Faille de sécurité? Escalade de privilège? Non: en fait vous êtes root, mais sur votre machine virtuelle. Et ce root n'est pas le même que le root de la machine hôte. Toute la subtilité est là. Autrement dit, vous pouvez faire tout ce que vous voulez de votre machine virtuelle – mais vous êtes limité dans vos actions sur l'hôte aux privilèges qu'y possède l'utilisateur qui a lancé la machine virtuelle.
Console d'administration
Avant de terminer, un mot sur uml_mconsole, la console d'administration. Celle-ci permet d'agir sur la machine virtuelle de l'extérieur de celle-ci. Par analogie, la console d'administration vous permet un peu de faire ce que vous pouvez faire dans le monde réel avec une machine physique, comme appuyer sur le bouton marche/arrêt ou installer une nouvelle carte réseau. A ceci prêt que vous pouvez agir à chaud sur la machine:
sh$ uml_mconsole uml
(uml) help
OK Commands:
version - Get kernel version
help - Print this message
halt - Halt UML
reboot - Reboot UML
config <dev>=<config> - Add a new device to UML;
same syntax as command line
config <dev> - Query the configuration of a device
remove <dev> - Remove a device from UML
sysrq <letter> - Performs the SysRq action controlled by the letter
cad - invoke the Ctrl-Alt-Del handler
stop - pause the UML; it will do nothing until it receives a 'go'
go - continue the UML after a 'stop'
log <string> - make UML enter <string> into the kernel log
proc <file> - returns the contents of the UML's /proc/<file>
stack <pid> - returns the stack of the specified pid
Additional local mconsole commands:
quit - Quit mconsole
switch <socket-name> - Switch control to the given machine
log -f <filename> - use contents of <filename> as UML log messages
mconsole-version - version of this mconsole program
int - Interrupt UML session

Piège:
uml_mconsole est à utiliser à partir d'une console de la machine hôte! Pas à partir d'une console de la machine virtuelle.

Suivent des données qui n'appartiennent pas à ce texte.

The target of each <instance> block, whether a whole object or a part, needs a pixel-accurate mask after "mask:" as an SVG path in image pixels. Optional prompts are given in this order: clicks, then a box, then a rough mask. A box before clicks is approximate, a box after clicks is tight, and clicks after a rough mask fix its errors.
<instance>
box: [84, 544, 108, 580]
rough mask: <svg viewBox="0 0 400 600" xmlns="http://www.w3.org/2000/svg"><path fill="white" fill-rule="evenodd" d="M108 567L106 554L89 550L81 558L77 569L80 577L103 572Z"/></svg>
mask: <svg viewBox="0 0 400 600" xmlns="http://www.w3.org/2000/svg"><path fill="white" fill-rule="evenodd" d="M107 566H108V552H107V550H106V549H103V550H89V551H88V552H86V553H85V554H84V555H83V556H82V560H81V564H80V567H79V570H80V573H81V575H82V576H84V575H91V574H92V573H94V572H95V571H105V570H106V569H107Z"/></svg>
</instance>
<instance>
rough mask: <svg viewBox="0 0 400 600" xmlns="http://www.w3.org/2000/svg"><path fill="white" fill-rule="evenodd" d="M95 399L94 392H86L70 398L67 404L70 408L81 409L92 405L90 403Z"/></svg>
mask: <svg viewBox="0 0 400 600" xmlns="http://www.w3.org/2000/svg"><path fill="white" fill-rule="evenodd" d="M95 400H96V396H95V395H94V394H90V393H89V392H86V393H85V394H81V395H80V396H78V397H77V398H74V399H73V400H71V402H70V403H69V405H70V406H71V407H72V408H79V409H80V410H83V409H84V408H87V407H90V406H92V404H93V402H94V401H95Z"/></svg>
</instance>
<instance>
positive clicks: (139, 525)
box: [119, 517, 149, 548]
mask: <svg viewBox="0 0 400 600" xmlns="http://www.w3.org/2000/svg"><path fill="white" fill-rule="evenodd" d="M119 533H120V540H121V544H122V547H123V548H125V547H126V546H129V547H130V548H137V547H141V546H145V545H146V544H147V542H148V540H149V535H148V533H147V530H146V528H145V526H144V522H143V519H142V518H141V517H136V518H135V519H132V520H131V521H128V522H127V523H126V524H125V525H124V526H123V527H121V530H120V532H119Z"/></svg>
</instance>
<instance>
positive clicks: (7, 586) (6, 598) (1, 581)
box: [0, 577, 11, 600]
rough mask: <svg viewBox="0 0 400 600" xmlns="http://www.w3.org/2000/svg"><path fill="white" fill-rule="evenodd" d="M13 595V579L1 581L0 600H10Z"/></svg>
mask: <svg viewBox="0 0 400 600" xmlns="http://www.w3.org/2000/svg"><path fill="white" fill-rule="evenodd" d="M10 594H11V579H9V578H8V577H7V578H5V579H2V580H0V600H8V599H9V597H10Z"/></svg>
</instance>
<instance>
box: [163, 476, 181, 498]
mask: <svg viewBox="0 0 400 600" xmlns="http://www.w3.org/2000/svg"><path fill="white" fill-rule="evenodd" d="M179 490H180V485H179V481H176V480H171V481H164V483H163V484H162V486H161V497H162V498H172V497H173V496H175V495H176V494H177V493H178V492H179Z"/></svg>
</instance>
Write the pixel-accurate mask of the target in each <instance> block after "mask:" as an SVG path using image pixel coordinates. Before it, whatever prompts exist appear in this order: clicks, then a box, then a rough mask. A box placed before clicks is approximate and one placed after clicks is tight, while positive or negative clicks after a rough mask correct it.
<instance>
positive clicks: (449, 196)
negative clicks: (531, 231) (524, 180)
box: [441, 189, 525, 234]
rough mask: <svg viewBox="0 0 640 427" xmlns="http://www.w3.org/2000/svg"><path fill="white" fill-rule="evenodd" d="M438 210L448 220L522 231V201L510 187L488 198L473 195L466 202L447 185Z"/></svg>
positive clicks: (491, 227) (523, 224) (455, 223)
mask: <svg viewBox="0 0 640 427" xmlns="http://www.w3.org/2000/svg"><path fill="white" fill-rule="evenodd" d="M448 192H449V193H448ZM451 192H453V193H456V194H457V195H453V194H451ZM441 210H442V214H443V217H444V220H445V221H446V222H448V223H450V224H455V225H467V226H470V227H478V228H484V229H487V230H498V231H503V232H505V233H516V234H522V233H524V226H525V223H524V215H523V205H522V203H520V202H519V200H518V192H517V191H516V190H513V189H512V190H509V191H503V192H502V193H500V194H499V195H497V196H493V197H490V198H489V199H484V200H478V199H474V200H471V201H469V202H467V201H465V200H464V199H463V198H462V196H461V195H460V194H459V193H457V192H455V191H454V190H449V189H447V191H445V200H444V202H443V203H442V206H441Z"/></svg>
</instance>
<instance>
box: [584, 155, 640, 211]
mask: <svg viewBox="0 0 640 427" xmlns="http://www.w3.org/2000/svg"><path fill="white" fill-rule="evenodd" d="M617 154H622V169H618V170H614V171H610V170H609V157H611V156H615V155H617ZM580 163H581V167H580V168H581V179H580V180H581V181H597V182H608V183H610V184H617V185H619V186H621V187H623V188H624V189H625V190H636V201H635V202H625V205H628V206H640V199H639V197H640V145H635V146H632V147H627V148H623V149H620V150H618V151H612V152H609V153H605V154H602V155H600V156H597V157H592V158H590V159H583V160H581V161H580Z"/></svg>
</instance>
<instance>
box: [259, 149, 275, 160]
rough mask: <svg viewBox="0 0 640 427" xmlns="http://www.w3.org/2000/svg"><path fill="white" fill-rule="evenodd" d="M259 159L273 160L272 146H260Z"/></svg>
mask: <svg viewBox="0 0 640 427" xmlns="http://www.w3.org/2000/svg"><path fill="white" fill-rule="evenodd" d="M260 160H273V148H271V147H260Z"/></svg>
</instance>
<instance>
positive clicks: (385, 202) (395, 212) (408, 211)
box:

Pour essayer la console d'administration, vous pouvez par exemple rebooter la machine:
(uml) reboot OK
Si vous avez sous les yeux la console de la machine virtuelle, vous constaterez qu'après avoir tapé cette commande, la machine virtuelle redémarre comme si vous aviez appuyé sur le bouton reset d'une machine physique.
Conclusion
Ce rapide tour d'horizon est terminé. La machine virtuelle que nous avons installée est totalement utilisable. Bien qu'isolée du réseau – et de son hôte – pour l'instant. Je vous encourage à jouer un peu avec, pour vous familiariser avec UML. Ou plutôt pour bien vous rendre compte que cette machine virtuelle se comporte presqu'en tout point comme une machine réelle.
Ressources
- (en) Jeff Dike. User Mode Linux (livre). Prentice Hall, 2006. ISBN 0-131-86505-6.